Suppose $S_n$ is a simple random walk; formally, $S_n=\sum_{i=1}^n X_i$ for $X_i\sim\mathcal{U}(-1,1)$, i.i.d.. Denote by $M_n$ the maximum of the random walk on $n$ steps; formally, $M_n=\max_{0\le k\le n}S_k$. Finally, let $T_n$ be that maximum's hitting time; formally, $T_n=\min\{k,\ 0\le k\le n:\ S_k=M_n\}$.
We may have dual notations for the standard Brownian motion $B(t)$ on the interval $0\le t\le 1$: $M$ is the maximum of the motion (formally, $M=\max_{0\le t\le 1}B(t)$), and $T$ is the hitting time of $M$ (formally, $T=\min\{t,\ 0\le t\le 1:\ B(t)=M\}$).

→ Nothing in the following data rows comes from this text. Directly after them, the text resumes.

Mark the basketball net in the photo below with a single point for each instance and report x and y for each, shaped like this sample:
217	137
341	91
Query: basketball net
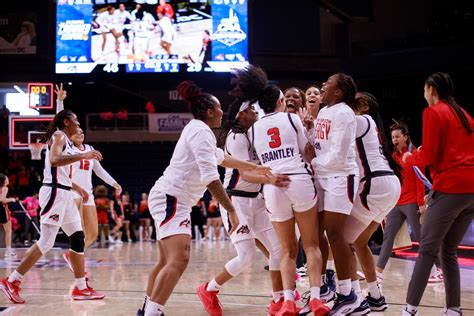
36	149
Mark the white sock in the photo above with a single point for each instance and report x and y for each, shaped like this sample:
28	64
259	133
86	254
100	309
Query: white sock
345	287
147	298
153	309
330	265
277	295
315	290
374	290
356	286
289	295
411	309
379	275
15	276
80	283
213	286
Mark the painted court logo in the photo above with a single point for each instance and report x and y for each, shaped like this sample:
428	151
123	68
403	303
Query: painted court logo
244	229
54	217
185	223
229	31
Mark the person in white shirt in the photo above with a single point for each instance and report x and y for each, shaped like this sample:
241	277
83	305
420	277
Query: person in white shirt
192	169
336	177
244	188
108	23
57	210
168	32
378	193
123	20
82	175
279	141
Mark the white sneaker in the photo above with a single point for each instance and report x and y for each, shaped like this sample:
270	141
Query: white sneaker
405	312
436	277
450	311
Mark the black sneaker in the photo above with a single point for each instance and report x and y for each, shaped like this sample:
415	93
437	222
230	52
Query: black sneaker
331	279
344	305
377	304
326	294
363	309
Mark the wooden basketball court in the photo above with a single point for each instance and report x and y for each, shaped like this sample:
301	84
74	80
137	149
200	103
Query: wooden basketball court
121	273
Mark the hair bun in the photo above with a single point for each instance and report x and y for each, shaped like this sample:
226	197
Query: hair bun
188	90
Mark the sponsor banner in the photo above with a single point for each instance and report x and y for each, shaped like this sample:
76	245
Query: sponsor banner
230	30
168	122
18	33
73	32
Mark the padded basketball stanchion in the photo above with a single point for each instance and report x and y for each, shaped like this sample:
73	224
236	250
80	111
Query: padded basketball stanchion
36	149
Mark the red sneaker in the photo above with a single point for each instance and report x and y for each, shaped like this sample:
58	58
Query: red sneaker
67	258
288	308
273	308
318	308
12	290
86	294
209	300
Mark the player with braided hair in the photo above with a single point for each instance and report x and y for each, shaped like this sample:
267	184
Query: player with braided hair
192	170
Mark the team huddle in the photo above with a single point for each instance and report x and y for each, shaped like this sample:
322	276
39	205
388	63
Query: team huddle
323	174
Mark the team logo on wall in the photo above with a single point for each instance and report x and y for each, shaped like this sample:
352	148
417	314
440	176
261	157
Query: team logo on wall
229	31
244	229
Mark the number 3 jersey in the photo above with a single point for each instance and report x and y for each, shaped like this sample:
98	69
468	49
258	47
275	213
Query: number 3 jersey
279	141
81	171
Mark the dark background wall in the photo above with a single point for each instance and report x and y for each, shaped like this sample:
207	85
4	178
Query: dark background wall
389	46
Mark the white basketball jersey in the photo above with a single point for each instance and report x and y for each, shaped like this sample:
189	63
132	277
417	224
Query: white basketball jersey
238	145
58	175
370	156
334	142
279	141
82	169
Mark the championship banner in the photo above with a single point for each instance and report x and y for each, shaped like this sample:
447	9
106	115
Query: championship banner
168	122
18	33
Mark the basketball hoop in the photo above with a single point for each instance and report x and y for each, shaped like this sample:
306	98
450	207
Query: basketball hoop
36	149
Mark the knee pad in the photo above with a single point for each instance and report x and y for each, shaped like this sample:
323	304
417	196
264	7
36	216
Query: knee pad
46	242
47	237
245	257
270	240
77	242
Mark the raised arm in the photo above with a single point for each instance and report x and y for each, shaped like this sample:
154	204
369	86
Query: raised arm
57	158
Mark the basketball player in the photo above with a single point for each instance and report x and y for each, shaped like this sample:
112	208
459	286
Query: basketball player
192	169
57	209
294	99
279	141
448	151
168	32
107	21
337	178
378	192
123	20
82	176
142	27
5	217
243	188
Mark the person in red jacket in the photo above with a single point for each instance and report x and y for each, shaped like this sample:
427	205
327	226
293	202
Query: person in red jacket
448	151
412	197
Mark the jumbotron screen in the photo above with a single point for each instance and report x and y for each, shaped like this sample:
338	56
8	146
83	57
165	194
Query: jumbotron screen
151	36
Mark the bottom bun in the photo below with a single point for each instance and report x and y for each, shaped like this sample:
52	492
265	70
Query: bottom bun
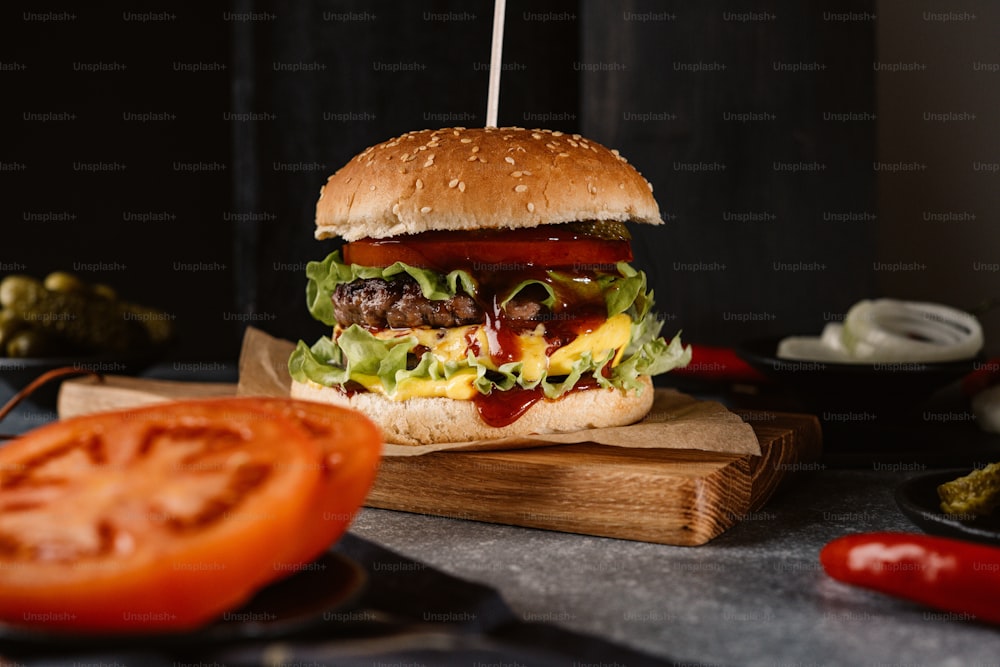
428	421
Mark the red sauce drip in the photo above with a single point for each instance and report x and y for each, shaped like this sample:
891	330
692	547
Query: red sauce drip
503	408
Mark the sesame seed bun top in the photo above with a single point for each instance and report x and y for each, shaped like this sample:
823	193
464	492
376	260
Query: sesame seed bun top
480	178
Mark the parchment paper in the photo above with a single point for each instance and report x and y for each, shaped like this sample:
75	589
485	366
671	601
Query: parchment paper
676	420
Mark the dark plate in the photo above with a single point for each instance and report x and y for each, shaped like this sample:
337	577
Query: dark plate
917	498
827	385
301	602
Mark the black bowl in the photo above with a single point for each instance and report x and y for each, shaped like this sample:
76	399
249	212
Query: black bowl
917	498
835	386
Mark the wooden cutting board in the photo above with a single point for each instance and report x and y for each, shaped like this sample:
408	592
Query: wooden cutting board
668	496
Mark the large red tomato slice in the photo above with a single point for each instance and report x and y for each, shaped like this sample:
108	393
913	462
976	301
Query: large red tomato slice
482	249
350	450
159	518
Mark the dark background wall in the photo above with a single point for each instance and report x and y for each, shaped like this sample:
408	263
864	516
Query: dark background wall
177	154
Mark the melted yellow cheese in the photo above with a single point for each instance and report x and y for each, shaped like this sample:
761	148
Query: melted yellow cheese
611	337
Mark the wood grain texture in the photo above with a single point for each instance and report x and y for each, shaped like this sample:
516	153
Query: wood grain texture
680	497
85	395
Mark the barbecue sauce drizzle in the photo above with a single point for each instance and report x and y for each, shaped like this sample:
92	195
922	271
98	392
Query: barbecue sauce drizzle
574	311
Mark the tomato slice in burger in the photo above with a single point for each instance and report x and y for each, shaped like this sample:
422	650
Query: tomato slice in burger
546	246
350	449
159	518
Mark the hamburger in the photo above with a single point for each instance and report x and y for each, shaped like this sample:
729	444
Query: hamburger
483	288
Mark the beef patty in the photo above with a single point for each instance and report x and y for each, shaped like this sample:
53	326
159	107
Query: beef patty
376	303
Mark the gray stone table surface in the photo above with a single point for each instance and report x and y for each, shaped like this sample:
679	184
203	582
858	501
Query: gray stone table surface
756	595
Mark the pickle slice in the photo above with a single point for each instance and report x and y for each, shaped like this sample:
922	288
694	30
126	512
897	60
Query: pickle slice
606	230
975	494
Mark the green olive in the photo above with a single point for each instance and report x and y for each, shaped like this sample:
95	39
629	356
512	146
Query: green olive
29	343
14	286
9	327
104	291
63	281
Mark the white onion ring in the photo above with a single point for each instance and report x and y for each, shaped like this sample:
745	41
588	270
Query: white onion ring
888	330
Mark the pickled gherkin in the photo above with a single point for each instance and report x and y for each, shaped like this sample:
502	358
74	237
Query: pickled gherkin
76	319
975	494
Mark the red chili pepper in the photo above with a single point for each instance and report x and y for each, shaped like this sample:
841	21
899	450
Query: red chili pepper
947	574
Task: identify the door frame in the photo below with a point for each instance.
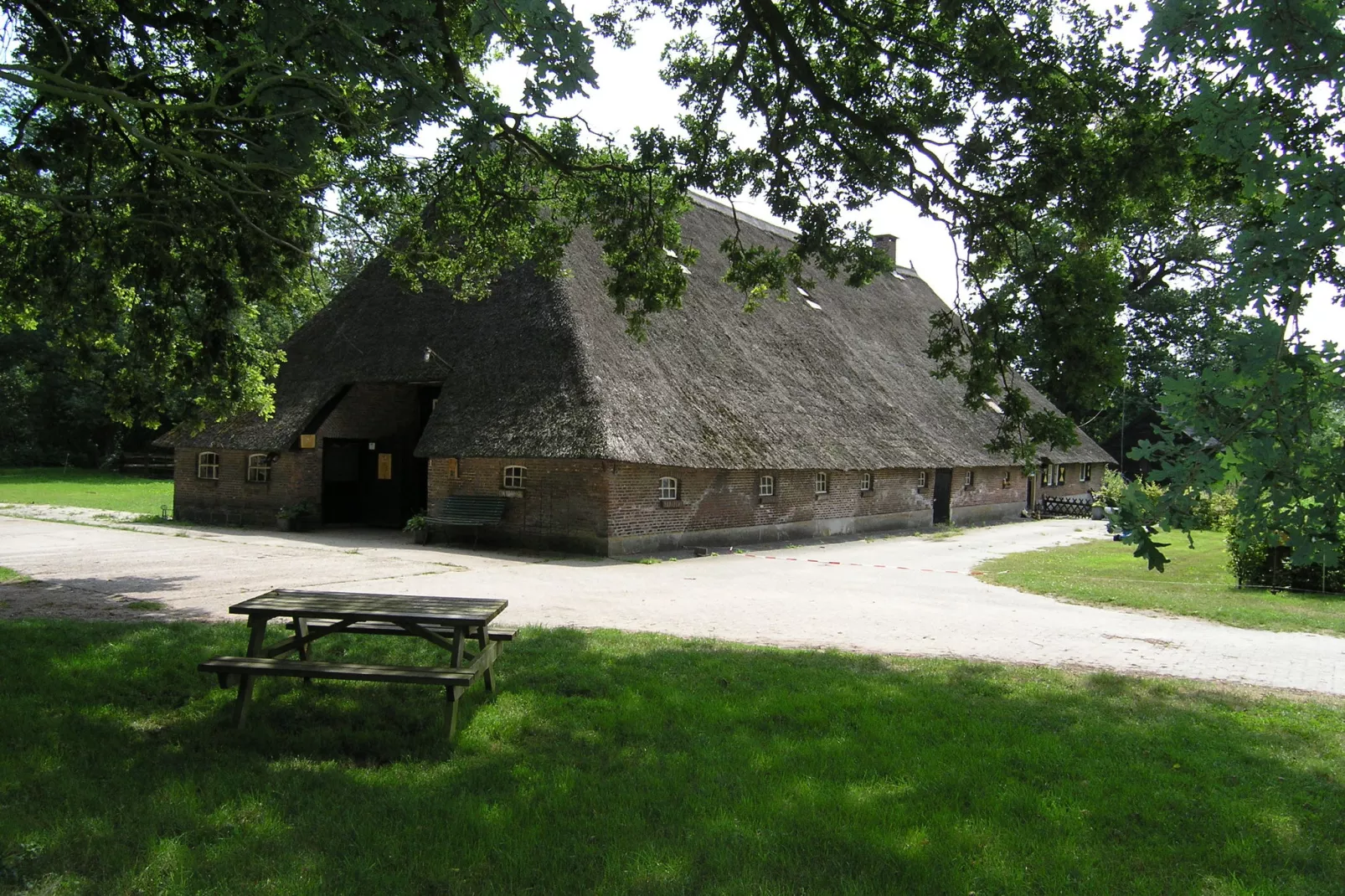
(943, 496)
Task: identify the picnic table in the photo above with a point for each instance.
(457, 625)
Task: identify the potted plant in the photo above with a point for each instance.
(417, 528)
(293, 517)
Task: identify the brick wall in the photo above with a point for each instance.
(1072, 486)
(563, 502)
(587, 502)
(368, 410)
(232, 498)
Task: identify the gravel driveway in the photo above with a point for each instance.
(900, 595)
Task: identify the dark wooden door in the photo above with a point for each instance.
(341, 481)
(942, 496)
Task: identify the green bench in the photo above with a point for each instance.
(468, 510)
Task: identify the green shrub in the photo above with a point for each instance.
(1254, 561)
(1112, 486)
(1214, 510)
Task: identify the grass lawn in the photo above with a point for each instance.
(1196, 583)
(615, 763)
(77, 487)
(11, 578)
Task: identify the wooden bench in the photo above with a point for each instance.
(390, 629)
(454, 681)
(468, 510)
(455, 625)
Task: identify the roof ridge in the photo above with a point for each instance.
(730, 210)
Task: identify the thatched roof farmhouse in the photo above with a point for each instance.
(816, 416)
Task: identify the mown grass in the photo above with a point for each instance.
(1196, 583)
(77, 487)
(11, 578)
(614, 763)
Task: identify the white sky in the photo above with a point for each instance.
(631, 95)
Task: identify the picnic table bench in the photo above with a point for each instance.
(468, 510)
(452, 623)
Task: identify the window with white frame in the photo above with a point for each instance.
(259, 468)
(208, 466)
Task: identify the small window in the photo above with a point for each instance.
(208, 466)
(259, 468)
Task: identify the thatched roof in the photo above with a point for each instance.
(546, 369)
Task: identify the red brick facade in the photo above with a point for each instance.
(368, 410)
(615, 507)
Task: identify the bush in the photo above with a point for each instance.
(1254, 561)
(1214, 510)
(1112, 486)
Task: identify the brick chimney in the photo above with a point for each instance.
(888, 244)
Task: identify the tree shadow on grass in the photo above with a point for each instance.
(95, 599)
(647, 765)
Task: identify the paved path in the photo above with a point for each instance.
(901, 595)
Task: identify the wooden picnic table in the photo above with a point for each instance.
(457, 625)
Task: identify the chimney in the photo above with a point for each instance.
(888, 244)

I know that at least in some sense, the random walk $S_n$ converges to the Brownian motion $B(t)$. Here's a way to formalize this: if $S(t)$ is the linear interpolation of $S_n$; that is $$S(t)=S_{\lfloor t\rfloor}+(t-\lfloor t\rfloor)(S_{\lfloor t\rfloor + 1} - S_{\lfloor t\rfloor}),$$ and $S_n^*(t) = S(nt)/\sqrt{n}$ then $S_n^*$ converges in distribution to $B(t)$ (on the interval $[0,1]$).
My question is as follows: does it follow from the above convergence, or true for any other reason, that $T_n/n$ converges in distribution to $T$?